As part of an ongoing controversy over whether and how President Donald Trump has reached out to the families of fallen American troops, one anecdote stands out: the father of a soldier who died in Afghanstan told the Washington Post that the President, after hearing that the family was struggling financially, offered to write a personal check for $25,000.
“I wish I had it recorded because the man did say this,” the soldier’s father, Chris Baldridge, said. “He said, ‘No other president has ever done something like this,’ but he said, ‘I’m going to do it.’”

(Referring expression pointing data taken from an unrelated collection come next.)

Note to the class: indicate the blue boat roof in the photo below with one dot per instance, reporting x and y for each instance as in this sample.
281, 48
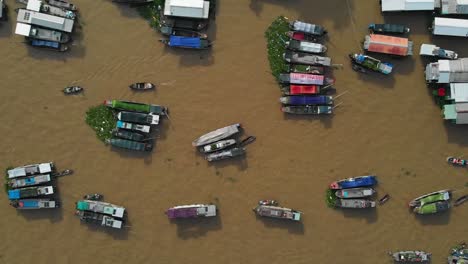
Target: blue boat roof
13, 194
179, 41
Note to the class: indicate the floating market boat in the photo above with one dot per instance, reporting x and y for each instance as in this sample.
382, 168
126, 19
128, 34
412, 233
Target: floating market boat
72, 90
30, 192
307, 109
413, 256
307, 28
219, 145
456, 161
125, 134
217, 135
355, 193
307, 100
302, 89
191, 211
139, 118
434, 51
187, 42
34, 204
354, 203
57, 46
29, 181
137, 107
461, 200
101, 207
305, 79
432, 208
361, 181
99, 219
388, 28
442, 195
62, 4
371, 63
142, 86
225, 154
128, 144
32, 169
306, 46
277, 212
305, 58
133, 127
41, 33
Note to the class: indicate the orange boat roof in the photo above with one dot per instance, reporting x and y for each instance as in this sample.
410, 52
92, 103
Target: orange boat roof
388, 44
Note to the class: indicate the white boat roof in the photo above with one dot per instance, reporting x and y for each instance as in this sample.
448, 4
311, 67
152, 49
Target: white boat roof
34, 5
450, 22
23, 29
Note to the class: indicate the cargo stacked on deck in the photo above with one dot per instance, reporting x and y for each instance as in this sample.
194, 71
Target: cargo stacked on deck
46, 24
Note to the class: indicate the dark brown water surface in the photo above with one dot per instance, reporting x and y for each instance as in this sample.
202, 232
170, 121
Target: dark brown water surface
389, 126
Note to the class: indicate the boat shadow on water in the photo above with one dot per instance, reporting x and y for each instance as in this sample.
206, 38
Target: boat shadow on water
196, 227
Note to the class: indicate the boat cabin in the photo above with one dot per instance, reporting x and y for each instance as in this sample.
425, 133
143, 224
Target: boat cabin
45, 20
198, 9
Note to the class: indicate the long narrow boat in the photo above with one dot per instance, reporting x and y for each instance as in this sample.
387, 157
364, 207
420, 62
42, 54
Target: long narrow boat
306, 46
442, 195
225, 154
354, 203
217, 135
99, 219
191, 211
101, 207
413, 256
307, 109
128, 144
307, 100
432, 208
277, 212
137, 107
355, 193
30, 192
361, 181
29, 181
305, 58
133, 127
139, 118
305, 79
29, 204
32, 169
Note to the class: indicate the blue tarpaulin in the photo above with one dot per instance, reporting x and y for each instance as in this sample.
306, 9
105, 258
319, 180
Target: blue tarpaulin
179, 41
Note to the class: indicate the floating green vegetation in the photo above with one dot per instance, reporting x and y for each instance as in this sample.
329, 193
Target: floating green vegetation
276, 41
330, 198
151, 12
102, 120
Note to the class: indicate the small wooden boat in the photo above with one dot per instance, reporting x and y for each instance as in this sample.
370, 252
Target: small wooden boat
72, 90
354, 203
142, 86
442, 195
461, 200
307, 109
354, 193
457, 162
277, 212
219, 145
413, 256
361, 181
225, 154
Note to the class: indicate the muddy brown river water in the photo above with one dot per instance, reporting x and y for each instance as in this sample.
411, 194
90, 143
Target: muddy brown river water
389, 126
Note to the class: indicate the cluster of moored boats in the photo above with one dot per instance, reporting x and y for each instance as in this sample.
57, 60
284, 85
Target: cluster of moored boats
222, 143
305, 84
30, 186
47, 23
135, 123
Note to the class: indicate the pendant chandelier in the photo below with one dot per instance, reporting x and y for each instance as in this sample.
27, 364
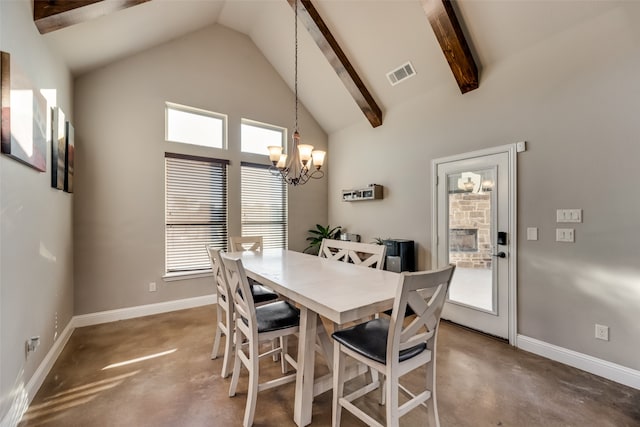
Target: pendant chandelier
302, 162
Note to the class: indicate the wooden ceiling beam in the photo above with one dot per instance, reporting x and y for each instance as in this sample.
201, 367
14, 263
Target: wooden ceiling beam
338, 60
445, 25
51, 15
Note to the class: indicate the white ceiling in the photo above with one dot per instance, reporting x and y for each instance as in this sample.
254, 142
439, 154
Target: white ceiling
376, 35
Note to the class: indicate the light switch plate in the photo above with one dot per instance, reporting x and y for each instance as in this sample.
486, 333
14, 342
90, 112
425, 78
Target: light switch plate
569, 215
565, 235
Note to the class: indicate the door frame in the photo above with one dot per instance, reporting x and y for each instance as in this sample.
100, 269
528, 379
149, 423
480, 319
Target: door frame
512, 151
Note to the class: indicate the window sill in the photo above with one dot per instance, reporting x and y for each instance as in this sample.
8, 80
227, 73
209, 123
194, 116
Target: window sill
186, 275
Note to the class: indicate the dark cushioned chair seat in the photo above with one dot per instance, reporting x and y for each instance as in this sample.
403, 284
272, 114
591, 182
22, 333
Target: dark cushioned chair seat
407, 312
277, 315
370, 340
260, 293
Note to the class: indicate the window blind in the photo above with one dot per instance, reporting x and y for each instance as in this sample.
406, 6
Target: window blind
196, 210
264, 205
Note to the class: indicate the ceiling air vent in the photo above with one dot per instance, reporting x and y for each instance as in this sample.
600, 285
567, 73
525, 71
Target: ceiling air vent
401, 73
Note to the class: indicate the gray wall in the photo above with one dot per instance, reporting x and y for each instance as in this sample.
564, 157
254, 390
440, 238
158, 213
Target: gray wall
36, 242
119, 199
575, 98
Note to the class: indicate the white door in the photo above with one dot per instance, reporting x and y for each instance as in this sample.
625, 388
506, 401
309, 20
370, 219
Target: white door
474, 228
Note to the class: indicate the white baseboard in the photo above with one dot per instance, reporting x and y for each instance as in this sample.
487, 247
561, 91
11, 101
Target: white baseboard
21, 405
47, 363
141, 310
618, 373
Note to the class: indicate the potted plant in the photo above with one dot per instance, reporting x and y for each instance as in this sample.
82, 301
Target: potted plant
319, 233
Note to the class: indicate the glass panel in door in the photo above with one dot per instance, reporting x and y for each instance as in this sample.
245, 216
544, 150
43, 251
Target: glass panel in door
471, 227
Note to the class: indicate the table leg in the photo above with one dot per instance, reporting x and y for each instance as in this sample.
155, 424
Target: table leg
306, 359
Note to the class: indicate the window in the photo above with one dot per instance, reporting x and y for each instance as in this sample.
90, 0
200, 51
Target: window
256, 136
194, 126
196, 210
264, 205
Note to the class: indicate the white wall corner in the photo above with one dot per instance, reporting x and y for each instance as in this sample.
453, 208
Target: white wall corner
611, 371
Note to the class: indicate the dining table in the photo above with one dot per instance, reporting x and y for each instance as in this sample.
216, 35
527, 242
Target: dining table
338, 291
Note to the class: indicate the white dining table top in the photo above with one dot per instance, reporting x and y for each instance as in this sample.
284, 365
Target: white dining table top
336, 290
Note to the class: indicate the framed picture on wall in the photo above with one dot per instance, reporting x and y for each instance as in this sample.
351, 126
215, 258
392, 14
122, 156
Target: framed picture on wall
69, 158
58, 147
24, 116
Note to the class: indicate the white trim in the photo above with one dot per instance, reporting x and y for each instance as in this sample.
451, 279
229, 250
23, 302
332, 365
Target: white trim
19, 406
186, 275
47, 363
614, 372
141, 310
511, 150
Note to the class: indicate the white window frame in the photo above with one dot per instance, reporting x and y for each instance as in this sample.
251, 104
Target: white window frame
254, 123
252, 227
191, 224
200, 112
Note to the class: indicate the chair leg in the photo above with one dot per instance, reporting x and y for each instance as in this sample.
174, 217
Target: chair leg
254, 377
216, 343
391, 383
338, 384
284, 341
432, 403
236, 365
228, 354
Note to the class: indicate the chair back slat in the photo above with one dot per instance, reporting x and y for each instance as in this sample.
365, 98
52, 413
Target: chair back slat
364, 254
425, 292
245, 243
239, 288
219, 277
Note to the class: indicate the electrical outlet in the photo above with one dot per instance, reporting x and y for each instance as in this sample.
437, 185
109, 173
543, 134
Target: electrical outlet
32, 344
602, 332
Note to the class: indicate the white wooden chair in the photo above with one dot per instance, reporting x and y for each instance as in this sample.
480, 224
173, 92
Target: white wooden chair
261, 294
245, 243
224, 311
394, 349
364, 254
266, 323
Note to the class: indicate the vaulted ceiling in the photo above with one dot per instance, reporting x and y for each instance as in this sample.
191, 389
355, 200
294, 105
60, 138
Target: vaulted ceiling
376, 36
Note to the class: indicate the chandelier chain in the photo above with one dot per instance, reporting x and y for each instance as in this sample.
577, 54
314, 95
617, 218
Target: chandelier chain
295, 71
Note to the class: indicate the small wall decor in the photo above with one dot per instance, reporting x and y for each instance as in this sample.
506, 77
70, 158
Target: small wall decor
58, 147
24, 117
372, 192
69, 158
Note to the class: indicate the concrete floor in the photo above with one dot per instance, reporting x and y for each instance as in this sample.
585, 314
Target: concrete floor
168, 379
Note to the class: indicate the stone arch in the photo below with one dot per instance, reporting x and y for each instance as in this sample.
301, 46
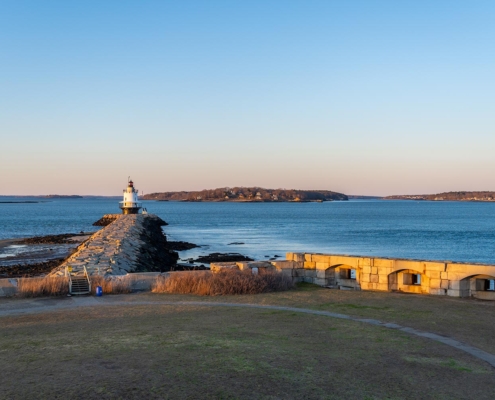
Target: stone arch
343, 276
408, 281
478, 286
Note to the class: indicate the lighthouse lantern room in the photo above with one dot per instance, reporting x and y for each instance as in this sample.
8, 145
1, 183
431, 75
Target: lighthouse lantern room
130, 204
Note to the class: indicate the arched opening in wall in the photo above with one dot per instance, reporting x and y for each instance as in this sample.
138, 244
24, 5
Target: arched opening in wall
408, 281
344, 277
478, 286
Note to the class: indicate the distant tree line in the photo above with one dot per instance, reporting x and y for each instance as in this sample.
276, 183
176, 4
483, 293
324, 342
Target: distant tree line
249, 194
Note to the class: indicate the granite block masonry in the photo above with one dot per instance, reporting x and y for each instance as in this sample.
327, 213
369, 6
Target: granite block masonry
382, 274
128, 243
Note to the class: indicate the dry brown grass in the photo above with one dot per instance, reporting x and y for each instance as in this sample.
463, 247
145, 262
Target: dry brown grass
224, 282
46, 286
110, 285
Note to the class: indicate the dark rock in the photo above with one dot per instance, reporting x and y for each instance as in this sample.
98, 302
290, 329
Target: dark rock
52, 239
181, 246
222, 257
28, 270
183, 267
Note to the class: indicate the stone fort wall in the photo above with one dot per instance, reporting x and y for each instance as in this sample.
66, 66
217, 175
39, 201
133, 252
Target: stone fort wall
344, 272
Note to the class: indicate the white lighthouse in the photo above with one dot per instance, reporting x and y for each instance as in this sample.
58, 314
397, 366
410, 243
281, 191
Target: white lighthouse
130, 204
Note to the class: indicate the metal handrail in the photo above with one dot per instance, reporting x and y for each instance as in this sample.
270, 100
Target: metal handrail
87, 277
70, 279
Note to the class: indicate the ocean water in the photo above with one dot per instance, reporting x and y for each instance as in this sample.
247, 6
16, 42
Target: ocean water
455, 231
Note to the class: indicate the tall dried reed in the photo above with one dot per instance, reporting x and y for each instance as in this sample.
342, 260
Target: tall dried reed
110, 285
223, 282
46, 286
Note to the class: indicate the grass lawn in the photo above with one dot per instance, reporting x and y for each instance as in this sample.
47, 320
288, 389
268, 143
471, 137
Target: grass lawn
162, 351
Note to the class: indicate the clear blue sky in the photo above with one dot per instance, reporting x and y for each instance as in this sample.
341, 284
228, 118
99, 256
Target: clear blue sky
361, 97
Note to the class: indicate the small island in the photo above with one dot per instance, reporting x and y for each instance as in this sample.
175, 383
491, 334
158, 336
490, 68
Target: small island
249, 194
62, 196
447, 196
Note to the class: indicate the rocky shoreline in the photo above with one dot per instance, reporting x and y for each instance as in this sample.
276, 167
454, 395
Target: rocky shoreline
148, 251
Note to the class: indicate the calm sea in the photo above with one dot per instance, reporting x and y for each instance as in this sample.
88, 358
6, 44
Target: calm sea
421, 230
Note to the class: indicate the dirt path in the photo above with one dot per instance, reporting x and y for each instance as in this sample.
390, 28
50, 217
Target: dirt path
16, 307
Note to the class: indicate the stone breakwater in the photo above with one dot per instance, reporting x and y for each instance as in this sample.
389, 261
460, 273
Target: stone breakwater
129, 243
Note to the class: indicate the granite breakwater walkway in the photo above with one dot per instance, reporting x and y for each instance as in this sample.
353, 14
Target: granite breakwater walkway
129, 243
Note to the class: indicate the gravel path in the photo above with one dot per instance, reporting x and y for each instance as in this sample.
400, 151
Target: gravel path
26, 307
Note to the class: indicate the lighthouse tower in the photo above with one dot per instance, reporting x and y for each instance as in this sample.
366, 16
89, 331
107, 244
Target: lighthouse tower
130, 204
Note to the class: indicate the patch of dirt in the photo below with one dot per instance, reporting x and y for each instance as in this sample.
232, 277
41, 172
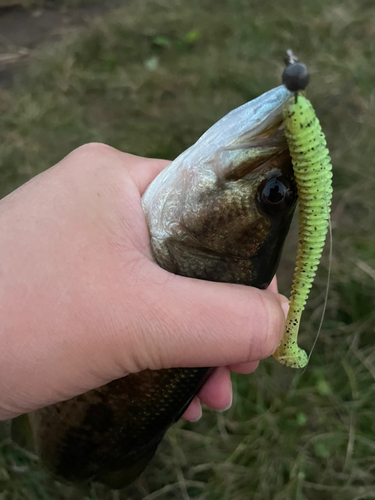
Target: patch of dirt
23, 30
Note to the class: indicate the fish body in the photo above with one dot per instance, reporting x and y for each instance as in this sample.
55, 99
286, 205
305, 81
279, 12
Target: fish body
219, 212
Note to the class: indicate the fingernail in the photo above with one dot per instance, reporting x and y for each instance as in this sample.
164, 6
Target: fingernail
198, 417
226, 407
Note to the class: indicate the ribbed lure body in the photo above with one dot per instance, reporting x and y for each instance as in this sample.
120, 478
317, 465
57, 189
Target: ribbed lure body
313, 175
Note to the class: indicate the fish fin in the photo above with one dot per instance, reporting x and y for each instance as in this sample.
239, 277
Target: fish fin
127, 474
22, 433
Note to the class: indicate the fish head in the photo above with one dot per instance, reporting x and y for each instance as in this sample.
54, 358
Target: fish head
222, 209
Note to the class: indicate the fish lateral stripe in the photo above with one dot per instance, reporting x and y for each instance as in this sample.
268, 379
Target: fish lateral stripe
313, 175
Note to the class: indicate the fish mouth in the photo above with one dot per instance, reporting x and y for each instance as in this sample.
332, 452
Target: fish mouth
251, 138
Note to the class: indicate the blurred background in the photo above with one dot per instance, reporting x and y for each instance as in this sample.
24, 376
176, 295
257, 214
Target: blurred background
149, 77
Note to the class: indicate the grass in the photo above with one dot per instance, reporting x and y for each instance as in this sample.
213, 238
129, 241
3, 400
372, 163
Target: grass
149, 81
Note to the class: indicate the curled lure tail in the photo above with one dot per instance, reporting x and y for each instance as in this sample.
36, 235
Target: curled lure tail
313, 175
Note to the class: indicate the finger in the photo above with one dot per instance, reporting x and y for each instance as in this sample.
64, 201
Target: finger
217, 391
194, 411
189, 322
244, 368
143, 170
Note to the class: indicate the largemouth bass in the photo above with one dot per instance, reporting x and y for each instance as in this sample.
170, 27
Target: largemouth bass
220, 212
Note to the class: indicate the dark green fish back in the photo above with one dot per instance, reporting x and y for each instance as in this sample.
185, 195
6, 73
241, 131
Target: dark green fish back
109, 434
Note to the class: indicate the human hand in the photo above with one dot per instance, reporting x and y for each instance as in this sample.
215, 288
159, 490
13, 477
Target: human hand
82, 302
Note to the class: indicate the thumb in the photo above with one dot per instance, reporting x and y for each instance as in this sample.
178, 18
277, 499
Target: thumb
189, 322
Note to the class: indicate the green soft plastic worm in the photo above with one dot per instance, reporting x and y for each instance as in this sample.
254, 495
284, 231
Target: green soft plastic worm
313, 174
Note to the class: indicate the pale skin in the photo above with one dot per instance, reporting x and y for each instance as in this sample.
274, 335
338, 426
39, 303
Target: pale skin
82, 302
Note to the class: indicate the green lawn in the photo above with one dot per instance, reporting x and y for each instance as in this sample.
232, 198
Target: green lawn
149, 80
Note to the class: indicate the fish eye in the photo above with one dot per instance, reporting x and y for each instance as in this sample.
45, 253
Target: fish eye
277, 194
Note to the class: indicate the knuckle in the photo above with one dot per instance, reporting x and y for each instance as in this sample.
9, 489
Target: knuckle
273, 320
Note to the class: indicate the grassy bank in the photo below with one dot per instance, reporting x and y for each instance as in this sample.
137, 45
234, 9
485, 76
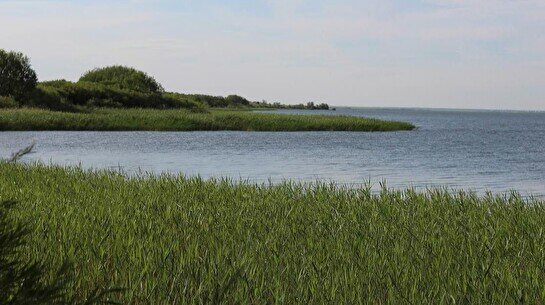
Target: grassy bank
184, 120
175, 240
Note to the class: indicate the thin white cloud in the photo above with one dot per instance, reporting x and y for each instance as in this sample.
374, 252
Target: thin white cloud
477, 54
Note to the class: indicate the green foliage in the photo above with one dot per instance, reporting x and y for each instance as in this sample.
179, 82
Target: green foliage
123, 78
89, 94
178, 240
237, 100
184, 120
8, 102
17, 78
25, 282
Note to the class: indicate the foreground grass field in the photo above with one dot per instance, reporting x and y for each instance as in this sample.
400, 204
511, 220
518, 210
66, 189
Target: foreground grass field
176, 240
184, 120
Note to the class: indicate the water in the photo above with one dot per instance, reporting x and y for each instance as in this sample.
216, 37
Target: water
478, 150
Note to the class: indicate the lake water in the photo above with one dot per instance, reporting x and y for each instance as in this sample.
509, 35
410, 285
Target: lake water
479, 150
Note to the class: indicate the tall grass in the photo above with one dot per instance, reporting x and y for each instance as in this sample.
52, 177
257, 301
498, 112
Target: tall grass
184, 120
177, 240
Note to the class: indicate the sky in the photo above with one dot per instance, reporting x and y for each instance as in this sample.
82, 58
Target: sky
486, 54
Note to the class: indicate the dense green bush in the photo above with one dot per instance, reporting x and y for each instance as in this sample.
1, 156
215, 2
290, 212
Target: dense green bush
17, 78
236, 100
100, 95
8, 102
123, 78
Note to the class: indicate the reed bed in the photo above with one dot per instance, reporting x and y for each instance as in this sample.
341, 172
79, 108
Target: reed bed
185, 120
185, 240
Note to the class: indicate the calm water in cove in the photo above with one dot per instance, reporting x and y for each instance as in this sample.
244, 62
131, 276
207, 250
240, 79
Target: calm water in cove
478, 150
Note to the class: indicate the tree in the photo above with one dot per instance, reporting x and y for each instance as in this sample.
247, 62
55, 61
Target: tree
237, 100
125, 78
17, 78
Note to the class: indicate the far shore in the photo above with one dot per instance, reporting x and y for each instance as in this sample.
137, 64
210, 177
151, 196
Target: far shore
108, 119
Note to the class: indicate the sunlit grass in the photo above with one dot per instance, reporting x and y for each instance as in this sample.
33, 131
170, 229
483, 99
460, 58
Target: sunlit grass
184, 120
176, 240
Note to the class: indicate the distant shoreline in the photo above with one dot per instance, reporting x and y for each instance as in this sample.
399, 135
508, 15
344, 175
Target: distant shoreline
107, 119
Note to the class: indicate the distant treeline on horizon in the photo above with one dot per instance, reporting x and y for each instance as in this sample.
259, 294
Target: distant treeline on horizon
113, 87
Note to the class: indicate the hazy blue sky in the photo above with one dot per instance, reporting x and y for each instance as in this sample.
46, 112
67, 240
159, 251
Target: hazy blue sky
423, 53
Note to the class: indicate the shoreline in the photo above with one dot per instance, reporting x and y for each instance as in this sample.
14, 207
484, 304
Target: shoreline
33, 119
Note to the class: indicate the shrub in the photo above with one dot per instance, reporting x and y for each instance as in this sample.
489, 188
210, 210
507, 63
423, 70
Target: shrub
98, 95
8, 102
124, 78
17, 78
236, 100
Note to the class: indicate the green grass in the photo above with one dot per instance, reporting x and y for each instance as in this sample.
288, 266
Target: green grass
176, 240
184, 120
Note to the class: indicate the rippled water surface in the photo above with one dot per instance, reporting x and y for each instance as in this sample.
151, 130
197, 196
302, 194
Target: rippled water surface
478, 150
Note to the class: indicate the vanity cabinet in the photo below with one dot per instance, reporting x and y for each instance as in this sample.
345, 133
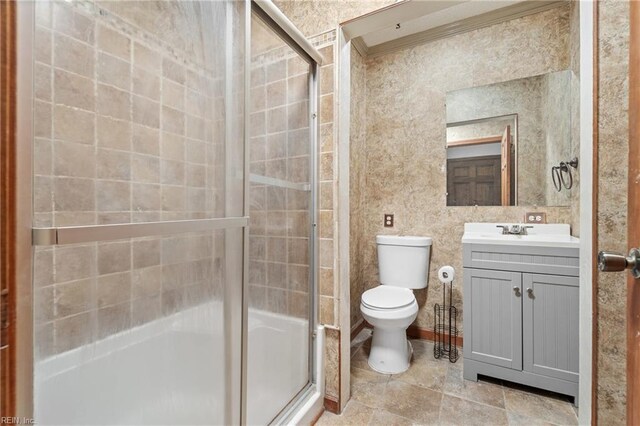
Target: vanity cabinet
521, 315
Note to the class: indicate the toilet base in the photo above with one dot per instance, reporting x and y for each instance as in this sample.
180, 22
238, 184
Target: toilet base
390, 351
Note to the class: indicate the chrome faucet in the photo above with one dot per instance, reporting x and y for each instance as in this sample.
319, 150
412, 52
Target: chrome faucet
514, 229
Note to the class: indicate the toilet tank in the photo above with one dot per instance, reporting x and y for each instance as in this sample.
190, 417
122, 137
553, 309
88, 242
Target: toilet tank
403, 261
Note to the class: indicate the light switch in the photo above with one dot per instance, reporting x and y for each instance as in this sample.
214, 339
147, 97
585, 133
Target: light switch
535, 217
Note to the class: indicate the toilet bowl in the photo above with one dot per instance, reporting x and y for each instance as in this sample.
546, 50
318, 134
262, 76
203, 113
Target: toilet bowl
391, 307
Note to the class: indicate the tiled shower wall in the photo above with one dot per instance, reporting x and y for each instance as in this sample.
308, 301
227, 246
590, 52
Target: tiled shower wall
129, 127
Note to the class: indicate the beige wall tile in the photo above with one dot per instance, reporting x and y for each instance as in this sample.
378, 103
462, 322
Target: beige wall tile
147, 282
73, 194
326, 281
71, 332
146, 197
113, 319
146, 58
146, 140
172, 120
114, 134
73, 297
73, 90
73, 56
113, 289
326, 310
146, 83
73, 125
67, 21
173, 94
113, 102
146, 112
42, 45
114, 71
113, 42
112, 196
42, 82
114, 257
173, 71
113, 164
74, 159
145, 168
146, 253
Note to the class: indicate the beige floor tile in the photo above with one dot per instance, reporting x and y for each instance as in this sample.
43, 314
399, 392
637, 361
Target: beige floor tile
368, 386
457, 411
485, 392
413, 402
543, 407
353, 414
359, 359
425, 371
385, 418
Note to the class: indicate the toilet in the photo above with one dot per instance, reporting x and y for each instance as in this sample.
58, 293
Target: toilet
391, 307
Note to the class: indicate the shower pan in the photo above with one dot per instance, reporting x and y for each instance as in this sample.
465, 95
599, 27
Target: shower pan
174, 217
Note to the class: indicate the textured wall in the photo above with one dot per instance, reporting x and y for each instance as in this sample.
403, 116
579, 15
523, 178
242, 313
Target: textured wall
405, 137
613, 143
315, 16
357, 176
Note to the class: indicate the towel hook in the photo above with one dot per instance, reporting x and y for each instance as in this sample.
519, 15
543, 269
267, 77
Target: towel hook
555, 175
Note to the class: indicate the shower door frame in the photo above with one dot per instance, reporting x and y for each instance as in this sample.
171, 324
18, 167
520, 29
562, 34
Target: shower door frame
276, 21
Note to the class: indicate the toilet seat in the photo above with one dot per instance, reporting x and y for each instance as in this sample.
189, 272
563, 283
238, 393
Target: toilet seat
387, 297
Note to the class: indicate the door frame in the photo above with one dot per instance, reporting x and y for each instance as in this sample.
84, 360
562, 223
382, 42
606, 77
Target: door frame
19, 191
633, 291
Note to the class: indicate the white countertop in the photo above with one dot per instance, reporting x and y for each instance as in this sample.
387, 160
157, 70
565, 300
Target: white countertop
547, 235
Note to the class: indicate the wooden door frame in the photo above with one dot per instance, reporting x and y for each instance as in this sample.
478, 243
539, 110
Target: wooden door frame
16, 103
633, 290
8, 146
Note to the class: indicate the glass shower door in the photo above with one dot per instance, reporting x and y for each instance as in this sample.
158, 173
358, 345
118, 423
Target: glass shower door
138, 258
280, 286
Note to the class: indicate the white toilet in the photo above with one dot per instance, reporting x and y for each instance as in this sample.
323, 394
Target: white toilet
391, 307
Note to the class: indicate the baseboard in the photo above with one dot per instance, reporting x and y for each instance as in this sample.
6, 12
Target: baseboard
315, 420
358, 328
331, 405
422, 333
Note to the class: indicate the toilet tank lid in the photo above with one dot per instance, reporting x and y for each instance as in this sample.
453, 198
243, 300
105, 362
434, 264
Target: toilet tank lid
397, 240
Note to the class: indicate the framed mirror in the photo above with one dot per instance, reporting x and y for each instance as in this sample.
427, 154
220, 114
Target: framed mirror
503, 140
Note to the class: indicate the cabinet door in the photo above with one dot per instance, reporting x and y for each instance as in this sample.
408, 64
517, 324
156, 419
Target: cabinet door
493, 317
550, 325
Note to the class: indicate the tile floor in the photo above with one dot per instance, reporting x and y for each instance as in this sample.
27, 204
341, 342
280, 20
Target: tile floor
433, 392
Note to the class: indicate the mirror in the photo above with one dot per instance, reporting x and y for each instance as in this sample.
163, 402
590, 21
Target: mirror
504, 139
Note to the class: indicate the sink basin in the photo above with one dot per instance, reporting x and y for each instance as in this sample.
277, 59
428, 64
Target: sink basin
547, 235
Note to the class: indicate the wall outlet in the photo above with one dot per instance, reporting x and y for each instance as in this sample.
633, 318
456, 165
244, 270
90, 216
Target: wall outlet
535, 217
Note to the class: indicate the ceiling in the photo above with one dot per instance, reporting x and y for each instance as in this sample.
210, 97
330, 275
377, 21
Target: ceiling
412, 22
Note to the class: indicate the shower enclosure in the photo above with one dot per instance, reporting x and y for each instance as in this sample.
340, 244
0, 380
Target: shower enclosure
173, 182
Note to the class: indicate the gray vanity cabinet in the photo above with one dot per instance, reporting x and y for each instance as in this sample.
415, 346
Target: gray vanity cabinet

Though Baldridge has said the money never arrived, the White House told the Post that the check, “a generous and sincere gesture, made privately by the President,” was in the mail.
While the private nature of such a gesture does make it difficult to fact-check Trump’s statement, the idea is not quite as unprecedented as it was framed — and at least one “something like this” moment goes all the way back to the very first President of the United States. While this episode occurred before George Washington became President (he became the first to step into that role in 1789) he was the Commander-in-Chief at the time, and the record shows that he did send money to a grieving family in need.
Here’s what happened: Elizabeth Neil (sometimes identified as Eliza Neil or Neill) was the widow of a Capt. Daniel Neil, killed early in 1777 at the Revolutionary War’s Battle of Princeton; her husband’s death had left her impoverished. So, noting that she had heard of Washington’s benevolence, she went right to the top.
The Neil farm was “rendered useless by the Enemy” and she was “left with two small Children destitute of Support,” unless the Continental Congress could provide help for the widows of fallen soldiers, she wrote to him. Washington forwarded the letter to John Hancock, noting that he wasn’t sure what provision had been made for people in her situation but hoped to be able to answer her. Unfortunately for Neil and Washington, the very young nation had not yet created a system to provide pensions for the families of fallen soldiers.
Replying to Neil on April 27, 1777, the future president expressed his disappointment that he didn’t have better news to report. Congress had “thought it rather too early to adopt a measure of this kind yet” and he could make no promises about their future decisions. “In the meantime, as I sincerely feel for your distress,” he added, “I beg your acceptance of the Inclosd [sic] as a small testimony of my Inclination to serve you upon any future occasion.”
The letter itself doesn’t specify what the “inclosd” is — but Washington’s papers do. What Washington enclosed in the letter was the not inconsequential sum of $50. As Phillip Thomas Tucker explains in his book George Washington’s Surprise Attack, the money came out of Washington’s own pocket.
A few years later, Elizabeth Neil was granted a pension of half her late husband’s pay.